Like many of the 2012 Republican candidates, Palin has been working for Fox News as a paid contributor. But unlike other candidates, she is still getting paid by the network, even after it ended its contracts with other potential candidates to maintain compliance with campaign finance laws. But when it announced that it was severing its deals with former House Speaker Newt Gingrich and former Pennsylvania Sen. Rick Santorum, Fox said it would maintain its ties with Palin and former Arkansas Gov. Mike Huckabee. Huckabee has since announced he is not running, but Palin has only gotten closer to a bid. Yet Fox said last week that it is not changing its agreement with Palin. This has prompted many, including CNN’s John King, to wonder whether Fox is holding Palin to a different standard. Indeed, there is some evidence to suggest Palin and Fox have a mutually beneficial relationship that the skirts the ethical guidelines it has imposed on other 2012 candidates.
On her ongoing “One Nation” bus tour, Palin has gone to great lengths to avoid the media. She gives no notice to reporters about where she is going, and was only found at the National Archives on Saturday after reporters happened to see tourists Tweeting about spotting her there. When she finally made herself available to the press last night, it lasted only three minutes and Palin’s daughter Piper “repeatedly tugged at her mother’s arm during the questions” asking her to leave. In Gettysburg this morning, Palin pulled a bait and switch by leaving her bus in a hotel parking lot to give the impression she was still inside while she quietly slipped out in a different vehicle to dupe reporters.
That is, however, “unless you’re Fox News host Greta Van Susteren or her husband, John Coale,” Politico reports.
While Palin has kept other reporters at arms length since her rise to prominence during the 2008 campaign, she has repeatedly let Van Susteren inside.

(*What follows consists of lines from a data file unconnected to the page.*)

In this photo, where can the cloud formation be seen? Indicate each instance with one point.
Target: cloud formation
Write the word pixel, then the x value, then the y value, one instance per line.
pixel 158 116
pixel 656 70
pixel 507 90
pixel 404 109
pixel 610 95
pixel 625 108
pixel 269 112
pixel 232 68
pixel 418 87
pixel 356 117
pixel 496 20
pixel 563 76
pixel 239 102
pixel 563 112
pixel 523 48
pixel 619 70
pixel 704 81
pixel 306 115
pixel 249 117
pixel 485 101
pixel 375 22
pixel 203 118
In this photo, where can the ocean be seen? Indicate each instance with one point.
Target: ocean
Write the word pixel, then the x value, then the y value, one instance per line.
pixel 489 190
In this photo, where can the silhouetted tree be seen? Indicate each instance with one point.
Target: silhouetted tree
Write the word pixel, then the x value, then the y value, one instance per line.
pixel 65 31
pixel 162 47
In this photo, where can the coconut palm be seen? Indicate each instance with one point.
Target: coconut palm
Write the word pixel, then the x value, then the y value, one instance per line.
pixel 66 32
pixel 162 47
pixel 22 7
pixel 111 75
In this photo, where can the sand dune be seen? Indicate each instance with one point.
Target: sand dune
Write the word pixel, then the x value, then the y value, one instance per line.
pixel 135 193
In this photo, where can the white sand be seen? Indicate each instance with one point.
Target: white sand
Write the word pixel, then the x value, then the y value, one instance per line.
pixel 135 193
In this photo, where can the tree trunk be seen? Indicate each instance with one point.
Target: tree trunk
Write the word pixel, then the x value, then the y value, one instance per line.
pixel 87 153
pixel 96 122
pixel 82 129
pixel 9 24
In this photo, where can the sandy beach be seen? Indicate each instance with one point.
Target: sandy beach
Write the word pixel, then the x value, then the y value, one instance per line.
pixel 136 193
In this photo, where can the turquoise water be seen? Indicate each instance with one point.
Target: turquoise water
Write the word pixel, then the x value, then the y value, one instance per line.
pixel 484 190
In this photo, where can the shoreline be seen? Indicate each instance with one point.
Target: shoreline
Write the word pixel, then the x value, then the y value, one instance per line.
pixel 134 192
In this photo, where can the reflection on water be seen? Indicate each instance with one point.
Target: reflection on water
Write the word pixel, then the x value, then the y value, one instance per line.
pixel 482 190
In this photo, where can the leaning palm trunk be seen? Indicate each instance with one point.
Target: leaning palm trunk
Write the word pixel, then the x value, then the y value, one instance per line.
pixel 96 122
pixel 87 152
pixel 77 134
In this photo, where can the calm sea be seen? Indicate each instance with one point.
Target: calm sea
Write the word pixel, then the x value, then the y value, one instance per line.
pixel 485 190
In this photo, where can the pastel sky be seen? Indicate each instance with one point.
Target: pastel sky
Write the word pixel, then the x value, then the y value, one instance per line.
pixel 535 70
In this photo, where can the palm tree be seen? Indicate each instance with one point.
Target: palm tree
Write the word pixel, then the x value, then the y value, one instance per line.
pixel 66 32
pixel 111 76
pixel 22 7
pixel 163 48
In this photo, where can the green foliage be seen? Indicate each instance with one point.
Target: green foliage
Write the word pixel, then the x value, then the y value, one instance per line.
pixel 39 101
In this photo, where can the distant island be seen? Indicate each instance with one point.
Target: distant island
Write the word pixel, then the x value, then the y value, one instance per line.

Coale is one of “the figures charged with guiding Palin’s political image in Washington,” and helped start her leadership PAC. While Coale insists he is just a “friend,” The Washington Post reported, “Others familiar with Palin’s political team insist that Coale has far more power than he is letting on — essentially helping to run Sarah PAC.”
Meanwhile, Van Susteren was in Palin’s motorcade yesterday conducting an exclusive interview while other reporters desperately tried to follow her via Twitter sightings. And Van Susteren has a long history of airing fluffy pieces about Palin without disclosing her husband’s ties to the Tea Party darling. In August 2010, she aired what “basically boil[ed] down to a three-day infomercial of Palin” talking about Alaskan oil. Van Susteren also scored Palin’s first national television interview after the 2008 election; hosted a one-hour “documentary” on “Governor Sarah Palin — An American Woman;” and conducted an exclusive interview with Todd Palin, in which she grilled him “on everything from the story behind the name ‘First Dude’ to how he feels about the name ‘First Dude.’”
King said last night that he assumes Palin has secretly told Fox she is not running because of the glaring “double standard.” But Fox has repeatedly shown there is no reason to give it the benefit of the doubt when it comes to journalistic ethics.
CNN asked Palin’s husband Todd about the lack of media access and whether they might open up the bus to reporters, like Sen. John McCain (R-AZ) did during the 2008 campaign. “It’s a different scenario,” Todd replied. “She’s employed by Fox.”